Giving Compass' Take:

• Natalie Spievack and Cameron Okeke argue that by naming what creates and maintains racial disparities, we can challenge harmful narratives.

• Why aren't the discussed points in this article already common practice? How can funders work to close the gaps identified in this research? 

• Learn about the role of entrepreneurship in building wealth for black Americans. 


Many 2020 Democratic presidential candidates have emphasized the role of historical and contemporary discrimination in creating and perpetuating disparities between Black and white Americans.

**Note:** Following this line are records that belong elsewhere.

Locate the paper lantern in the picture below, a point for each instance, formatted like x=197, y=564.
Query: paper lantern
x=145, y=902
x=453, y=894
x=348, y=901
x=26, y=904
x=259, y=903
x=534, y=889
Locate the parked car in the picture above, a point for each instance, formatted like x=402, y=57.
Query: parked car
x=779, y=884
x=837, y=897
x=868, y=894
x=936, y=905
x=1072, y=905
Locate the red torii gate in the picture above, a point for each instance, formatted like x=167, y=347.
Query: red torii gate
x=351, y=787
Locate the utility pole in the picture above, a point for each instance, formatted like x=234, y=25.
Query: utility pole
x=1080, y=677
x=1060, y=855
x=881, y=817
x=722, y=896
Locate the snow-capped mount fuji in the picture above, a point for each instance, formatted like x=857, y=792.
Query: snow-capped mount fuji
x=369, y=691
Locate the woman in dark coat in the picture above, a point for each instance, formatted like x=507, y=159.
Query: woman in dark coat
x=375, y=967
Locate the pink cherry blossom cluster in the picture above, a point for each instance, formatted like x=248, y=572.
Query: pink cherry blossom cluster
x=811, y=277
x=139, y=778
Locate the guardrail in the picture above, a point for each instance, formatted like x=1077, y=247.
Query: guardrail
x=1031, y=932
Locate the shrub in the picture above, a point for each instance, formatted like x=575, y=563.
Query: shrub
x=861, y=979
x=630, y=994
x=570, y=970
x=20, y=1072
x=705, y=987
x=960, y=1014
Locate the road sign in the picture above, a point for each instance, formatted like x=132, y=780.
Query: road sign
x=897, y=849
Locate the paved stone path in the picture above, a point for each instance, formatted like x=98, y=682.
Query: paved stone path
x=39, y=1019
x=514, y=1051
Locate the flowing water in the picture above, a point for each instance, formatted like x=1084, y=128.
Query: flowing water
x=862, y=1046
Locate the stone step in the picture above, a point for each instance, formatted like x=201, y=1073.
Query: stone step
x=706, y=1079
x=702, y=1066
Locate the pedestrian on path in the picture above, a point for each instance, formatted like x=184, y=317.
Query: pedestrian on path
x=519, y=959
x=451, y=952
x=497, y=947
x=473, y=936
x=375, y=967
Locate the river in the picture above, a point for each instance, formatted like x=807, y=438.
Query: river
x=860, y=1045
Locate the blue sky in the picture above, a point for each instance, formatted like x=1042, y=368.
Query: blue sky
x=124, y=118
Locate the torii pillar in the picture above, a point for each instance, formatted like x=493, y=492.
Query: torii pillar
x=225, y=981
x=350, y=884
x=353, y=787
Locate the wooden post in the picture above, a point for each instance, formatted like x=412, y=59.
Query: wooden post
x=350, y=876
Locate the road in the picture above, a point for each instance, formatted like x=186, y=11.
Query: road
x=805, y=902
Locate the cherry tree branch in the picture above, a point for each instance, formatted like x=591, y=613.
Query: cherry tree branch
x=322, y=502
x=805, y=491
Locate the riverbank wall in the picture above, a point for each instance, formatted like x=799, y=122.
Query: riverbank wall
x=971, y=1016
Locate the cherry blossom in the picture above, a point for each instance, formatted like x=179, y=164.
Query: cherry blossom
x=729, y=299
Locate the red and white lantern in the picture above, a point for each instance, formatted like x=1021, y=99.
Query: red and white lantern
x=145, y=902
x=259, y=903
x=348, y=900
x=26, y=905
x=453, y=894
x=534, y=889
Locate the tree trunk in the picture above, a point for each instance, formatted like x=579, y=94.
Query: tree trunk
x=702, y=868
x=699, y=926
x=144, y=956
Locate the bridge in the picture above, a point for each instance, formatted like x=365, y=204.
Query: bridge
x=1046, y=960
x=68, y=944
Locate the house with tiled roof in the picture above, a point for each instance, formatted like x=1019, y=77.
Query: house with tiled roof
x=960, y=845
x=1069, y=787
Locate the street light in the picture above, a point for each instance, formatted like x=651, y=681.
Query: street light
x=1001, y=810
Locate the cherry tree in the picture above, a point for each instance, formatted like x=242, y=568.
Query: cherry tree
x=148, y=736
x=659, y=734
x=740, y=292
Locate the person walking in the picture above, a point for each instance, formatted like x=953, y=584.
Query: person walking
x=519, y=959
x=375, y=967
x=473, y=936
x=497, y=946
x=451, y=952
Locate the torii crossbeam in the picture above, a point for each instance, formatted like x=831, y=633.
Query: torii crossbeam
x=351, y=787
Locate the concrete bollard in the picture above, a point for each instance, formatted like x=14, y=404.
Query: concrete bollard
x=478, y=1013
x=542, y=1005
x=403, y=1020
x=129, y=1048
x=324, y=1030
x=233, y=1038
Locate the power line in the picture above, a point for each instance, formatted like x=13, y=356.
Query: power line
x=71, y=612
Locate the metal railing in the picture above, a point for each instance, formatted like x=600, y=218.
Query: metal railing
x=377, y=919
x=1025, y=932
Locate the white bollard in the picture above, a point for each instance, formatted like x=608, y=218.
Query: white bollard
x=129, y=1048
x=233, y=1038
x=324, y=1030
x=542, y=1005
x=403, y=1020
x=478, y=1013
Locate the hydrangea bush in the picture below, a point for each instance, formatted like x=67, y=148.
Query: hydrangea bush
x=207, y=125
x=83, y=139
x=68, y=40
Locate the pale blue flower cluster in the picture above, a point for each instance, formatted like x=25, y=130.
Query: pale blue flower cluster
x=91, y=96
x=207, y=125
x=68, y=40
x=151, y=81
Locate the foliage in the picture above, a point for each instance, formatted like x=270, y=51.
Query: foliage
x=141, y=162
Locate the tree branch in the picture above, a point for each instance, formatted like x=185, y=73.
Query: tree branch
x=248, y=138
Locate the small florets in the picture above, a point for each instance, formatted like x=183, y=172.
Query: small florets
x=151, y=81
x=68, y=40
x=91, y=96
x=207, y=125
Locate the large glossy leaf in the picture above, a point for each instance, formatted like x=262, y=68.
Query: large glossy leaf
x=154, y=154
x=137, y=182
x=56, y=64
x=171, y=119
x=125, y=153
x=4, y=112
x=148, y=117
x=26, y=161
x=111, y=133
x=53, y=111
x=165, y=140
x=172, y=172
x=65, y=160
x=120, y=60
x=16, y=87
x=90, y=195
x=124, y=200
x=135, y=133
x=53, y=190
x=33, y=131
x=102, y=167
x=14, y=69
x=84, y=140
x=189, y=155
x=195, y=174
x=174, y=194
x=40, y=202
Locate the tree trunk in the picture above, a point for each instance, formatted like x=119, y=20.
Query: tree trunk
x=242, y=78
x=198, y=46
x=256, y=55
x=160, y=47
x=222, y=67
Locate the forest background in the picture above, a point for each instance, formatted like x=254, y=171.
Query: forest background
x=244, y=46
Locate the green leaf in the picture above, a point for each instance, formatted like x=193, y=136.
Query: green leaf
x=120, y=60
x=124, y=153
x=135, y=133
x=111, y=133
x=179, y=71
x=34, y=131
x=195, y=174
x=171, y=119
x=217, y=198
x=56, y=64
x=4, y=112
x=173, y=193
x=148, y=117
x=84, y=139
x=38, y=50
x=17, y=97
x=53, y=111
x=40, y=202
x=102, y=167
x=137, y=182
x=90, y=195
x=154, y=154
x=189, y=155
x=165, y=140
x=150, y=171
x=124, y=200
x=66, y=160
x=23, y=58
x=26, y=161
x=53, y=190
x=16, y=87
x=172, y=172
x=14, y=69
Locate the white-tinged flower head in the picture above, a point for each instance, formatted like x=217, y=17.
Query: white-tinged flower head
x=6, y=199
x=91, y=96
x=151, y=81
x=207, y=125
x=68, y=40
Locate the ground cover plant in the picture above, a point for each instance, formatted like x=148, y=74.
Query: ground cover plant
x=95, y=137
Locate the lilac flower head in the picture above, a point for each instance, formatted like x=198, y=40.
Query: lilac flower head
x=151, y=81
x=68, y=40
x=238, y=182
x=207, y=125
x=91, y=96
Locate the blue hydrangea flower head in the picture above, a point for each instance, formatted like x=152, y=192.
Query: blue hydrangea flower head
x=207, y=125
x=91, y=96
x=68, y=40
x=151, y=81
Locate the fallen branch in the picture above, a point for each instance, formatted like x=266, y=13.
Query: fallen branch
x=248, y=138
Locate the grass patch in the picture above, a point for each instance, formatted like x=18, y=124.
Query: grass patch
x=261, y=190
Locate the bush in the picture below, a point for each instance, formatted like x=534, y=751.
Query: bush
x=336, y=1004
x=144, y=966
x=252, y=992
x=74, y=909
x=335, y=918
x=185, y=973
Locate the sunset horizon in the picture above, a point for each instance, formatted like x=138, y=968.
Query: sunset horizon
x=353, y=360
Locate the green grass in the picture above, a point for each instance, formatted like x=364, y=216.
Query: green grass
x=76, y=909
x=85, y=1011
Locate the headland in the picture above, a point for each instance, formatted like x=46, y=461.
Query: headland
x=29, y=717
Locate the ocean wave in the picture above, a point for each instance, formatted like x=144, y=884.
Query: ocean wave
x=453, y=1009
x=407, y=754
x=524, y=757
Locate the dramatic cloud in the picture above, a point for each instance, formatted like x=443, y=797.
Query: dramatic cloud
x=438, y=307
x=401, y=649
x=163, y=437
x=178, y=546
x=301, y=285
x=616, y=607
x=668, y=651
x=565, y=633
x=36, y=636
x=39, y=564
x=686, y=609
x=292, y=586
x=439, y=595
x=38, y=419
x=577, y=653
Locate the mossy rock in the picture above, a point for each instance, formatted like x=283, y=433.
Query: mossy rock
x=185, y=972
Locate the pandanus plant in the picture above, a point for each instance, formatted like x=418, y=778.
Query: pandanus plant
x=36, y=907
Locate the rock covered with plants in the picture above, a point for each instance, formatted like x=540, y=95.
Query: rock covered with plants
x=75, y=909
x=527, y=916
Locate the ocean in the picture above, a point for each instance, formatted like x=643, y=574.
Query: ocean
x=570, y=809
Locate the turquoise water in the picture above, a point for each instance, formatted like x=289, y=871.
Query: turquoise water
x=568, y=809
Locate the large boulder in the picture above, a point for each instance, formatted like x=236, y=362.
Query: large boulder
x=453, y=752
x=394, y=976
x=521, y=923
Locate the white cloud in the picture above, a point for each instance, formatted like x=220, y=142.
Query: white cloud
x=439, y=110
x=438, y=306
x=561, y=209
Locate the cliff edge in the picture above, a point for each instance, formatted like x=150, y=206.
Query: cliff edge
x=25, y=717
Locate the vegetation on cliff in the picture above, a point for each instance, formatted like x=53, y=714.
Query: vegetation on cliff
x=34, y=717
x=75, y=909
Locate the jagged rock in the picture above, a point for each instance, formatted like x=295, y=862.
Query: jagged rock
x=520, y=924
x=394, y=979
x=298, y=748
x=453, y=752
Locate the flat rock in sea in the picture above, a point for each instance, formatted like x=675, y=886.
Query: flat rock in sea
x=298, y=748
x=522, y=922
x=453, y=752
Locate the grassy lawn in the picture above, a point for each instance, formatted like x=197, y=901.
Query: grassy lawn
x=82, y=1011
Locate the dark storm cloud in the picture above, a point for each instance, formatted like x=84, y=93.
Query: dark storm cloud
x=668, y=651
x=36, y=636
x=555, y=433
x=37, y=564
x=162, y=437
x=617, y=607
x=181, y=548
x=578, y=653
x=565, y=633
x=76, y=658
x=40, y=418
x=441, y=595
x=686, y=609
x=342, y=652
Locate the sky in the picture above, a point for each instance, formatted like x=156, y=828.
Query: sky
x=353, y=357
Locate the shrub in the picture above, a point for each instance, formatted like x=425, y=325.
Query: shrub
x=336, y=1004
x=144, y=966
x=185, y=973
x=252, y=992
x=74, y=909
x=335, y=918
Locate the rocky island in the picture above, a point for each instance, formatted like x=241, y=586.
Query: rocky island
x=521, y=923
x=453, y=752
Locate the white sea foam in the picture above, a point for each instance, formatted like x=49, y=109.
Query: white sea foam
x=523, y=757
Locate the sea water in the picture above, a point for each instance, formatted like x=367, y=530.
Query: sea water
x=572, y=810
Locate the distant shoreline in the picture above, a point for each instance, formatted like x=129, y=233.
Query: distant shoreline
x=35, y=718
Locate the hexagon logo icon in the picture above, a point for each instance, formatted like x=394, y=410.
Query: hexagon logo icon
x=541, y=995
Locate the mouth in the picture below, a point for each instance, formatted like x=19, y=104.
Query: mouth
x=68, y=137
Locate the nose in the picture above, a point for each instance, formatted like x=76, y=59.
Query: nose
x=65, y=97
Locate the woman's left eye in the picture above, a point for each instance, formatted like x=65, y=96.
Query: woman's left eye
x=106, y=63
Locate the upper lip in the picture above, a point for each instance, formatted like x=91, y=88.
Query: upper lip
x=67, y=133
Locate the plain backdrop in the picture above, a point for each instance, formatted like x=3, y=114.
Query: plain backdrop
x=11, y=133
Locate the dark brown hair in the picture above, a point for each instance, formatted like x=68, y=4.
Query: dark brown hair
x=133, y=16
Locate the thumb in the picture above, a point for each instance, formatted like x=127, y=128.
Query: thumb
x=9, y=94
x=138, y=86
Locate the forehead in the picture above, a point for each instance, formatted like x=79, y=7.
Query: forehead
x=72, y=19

This discourse underscores the critical responsibility of all public voices—including researchers, policymakers, practitioners, and journalists—to consistently use their platforms to call out the root causes of racial disparities.

When we name the historical and contemporary policies and practices that create and maintain racial disparities, we can challenge harmful stereotypes and narratives that shape the way people of color are perceived and treated.

Making this consistent practice can help produce effective solutions by rightfully shifting responsibility for disparate outcomes from people of color to systems of oppression.

Contextualizing disparities challenges harmful narratives
America’s dominant cultural lens and narrative centers on white people and portrays the country’s past primarily as a story of social innovation and progress.

Within this narrative, modern problems like poverty and crime are individual and communal failings, and, by extension, racial disparities are indicative of poor choices or behavioral patterns, not historical and continued discrimination. This narrative minimizes or erases the impact of the human trafficking and bondage of people of African descent and the subsequent terrorizing and humiliation of Black people through violence, the Black Codes, and Jim Crow. And it implicitly perpetuates the belief that white people are doing better because they are inherently better or are working harder, laying the bedrock for white supremacy.